Grassley Takes on Anti-Farmer Stance of Clinton/Gore Administration


ATLANTIC ? Sen. Chuck Grassley said today he can only assume that the lawyers at the Justice Department believe the urban myth that food grows on grocery store shelves, in response to their dismissal of a critical provision to help family farmers reorganize debt during tough economic times.

In a letter delivered yesterday, the Clinton administration's Justice Department stated its opposition to this measure, which is included in Grassley's bill to overhaul the bankruptcy system. The president's lawyers said "it would be undesirable to begin creating exceptions for special interest groups."

Grassley today vowed to fight the administration's "absurd" position on this issue. "Despite historically low commodity prices and a drought forecast, the administration wants to force family farmers facing very difficult economic times to send the cash they needed to stay in operation to the IRS instead," Grassley said.

The provision in dispute is one of several initiatives included in Grassley's plan to make permanent and expand the chapter of the federal bankruptcy code designed especially for farmers.

The first provision, and the one opposed by the Clinton/Gore administration, deals with the treatment of capital gains under Chapter 12. Right now, federal taxes must be paid first when a farmer sells assets. Grassley wants to make the government last on the list of creditors. "A farmer might need to sell machinery or other property to meet his obligations in Chapter 12. But when he's hit with the capital gains tax, it eats up all the flexibility that the sale of assets was meant to give in the first place," Grassley said. "It's almost pointless to sell the property if much of the proceeds are handed over to the federal government."

Grassley has advanced his Chapter 12 proposal along with his comprehensive bankruptcy reform bill, but it was first introduced by him in a bipartisan effort with Senate Minority Leader Tom Daschle.

"It's offensive to have the administration dismiss family farmers in bankruptcy as nothing more than a ?special interest group.' A dose of common sense is in order. We all have a good reason to protect the family farm. Americans pay less of their income for food than consumers anywhere else in the world," Grassley said.

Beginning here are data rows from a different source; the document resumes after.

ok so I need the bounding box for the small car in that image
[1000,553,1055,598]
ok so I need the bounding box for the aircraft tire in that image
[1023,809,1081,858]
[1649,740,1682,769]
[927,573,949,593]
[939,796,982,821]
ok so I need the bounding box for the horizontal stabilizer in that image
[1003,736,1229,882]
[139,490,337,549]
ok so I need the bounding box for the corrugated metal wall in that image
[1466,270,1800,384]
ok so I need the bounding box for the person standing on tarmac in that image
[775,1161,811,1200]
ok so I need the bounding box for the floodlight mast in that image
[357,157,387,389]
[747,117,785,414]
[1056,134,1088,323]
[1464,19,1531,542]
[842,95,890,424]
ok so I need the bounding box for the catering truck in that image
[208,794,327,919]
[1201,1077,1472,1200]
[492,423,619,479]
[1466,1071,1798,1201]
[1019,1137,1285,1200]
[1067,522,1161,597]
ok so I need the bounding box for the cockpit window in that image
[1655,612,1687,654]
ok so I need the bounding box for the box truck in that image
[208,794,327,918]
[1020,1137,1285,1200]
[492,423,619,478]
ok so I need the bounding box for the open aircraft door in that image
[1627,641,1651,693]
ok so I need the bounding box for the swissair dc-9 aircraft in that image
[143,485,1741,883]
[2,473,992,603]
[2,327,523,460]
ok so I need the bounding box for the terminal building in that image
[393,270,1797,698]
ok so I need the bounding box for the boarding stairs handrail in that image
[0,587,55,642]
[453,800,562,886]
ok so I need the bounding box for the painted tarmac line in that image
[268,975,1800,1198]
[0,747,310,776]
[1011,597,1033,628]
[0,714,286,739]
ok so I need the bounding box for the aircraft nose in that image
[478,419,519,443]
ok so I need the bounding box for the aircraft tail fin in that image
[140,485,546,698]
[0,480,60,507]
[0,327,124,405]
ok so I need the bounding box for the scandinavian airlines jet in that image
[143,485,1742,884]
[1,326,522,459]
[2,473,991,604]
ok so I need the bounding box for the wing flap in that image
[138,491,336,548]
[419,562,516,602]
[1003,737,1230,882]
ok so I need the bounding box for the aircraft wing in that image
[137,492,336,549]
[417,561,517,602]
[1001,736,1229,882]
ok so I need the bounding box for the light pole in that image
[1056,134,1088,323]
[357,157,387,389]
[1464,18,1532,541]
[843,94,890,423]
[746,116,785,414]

In addition to the part of Grassley's Chapter 12 initiative dealing with tax treatment, his plan would make Chapter 12 a permanent part of the code. Grassley first sponsored the bill to create Chapter 12 during the agricultural depression of the 1980s. Since then, Chapter 12 has been a proven success as a leverage tool for farmers and their lenders. It helps get the borrower and the banker to sit down and work out alternatives for debt repayment.

Grassley's second provision to expand Chapter 12 would update the definition of family farmer. Under current law, farmers can file under Chapter 12 if they receive more than half of their prior year's income from ag sources, have total debts under $1.5 million, and at least 80 percent of their debt is farm-related. Grassley's proposal would extend the protections to farmers who receive more than half their income from the farm in any one of the last three years, who have total debts up to $3 million, and whose debts are at least 50 percent from farming operations.

Unlike Chapter 11 of the bankruptcy code which governs corporate reorganizations, Chapter 12 does not require a financially-distressed farmer to obtain the consent of creditors prior to reorganization. The ability of lenders and other secured creditors to veto a farmer's reorganization plan often led to farm families being forced off their land and out of the business of farming. Unlike Chapter 7 of the bankruptcy code, which is a form of liquidation, a financially-distressed farm doesn't have to surrender the farm to creditors. Chapter 12 prohibits lenders from foreclosing on property if the farmer is able to make rental payments.

The U.S. Senate has approved Grassley's comprehensive bankruptcy reform bill containing the Chapter 12 provisions. The legislation is now being reconciled with the version of bankruptcy reform passed by the House of Representatives.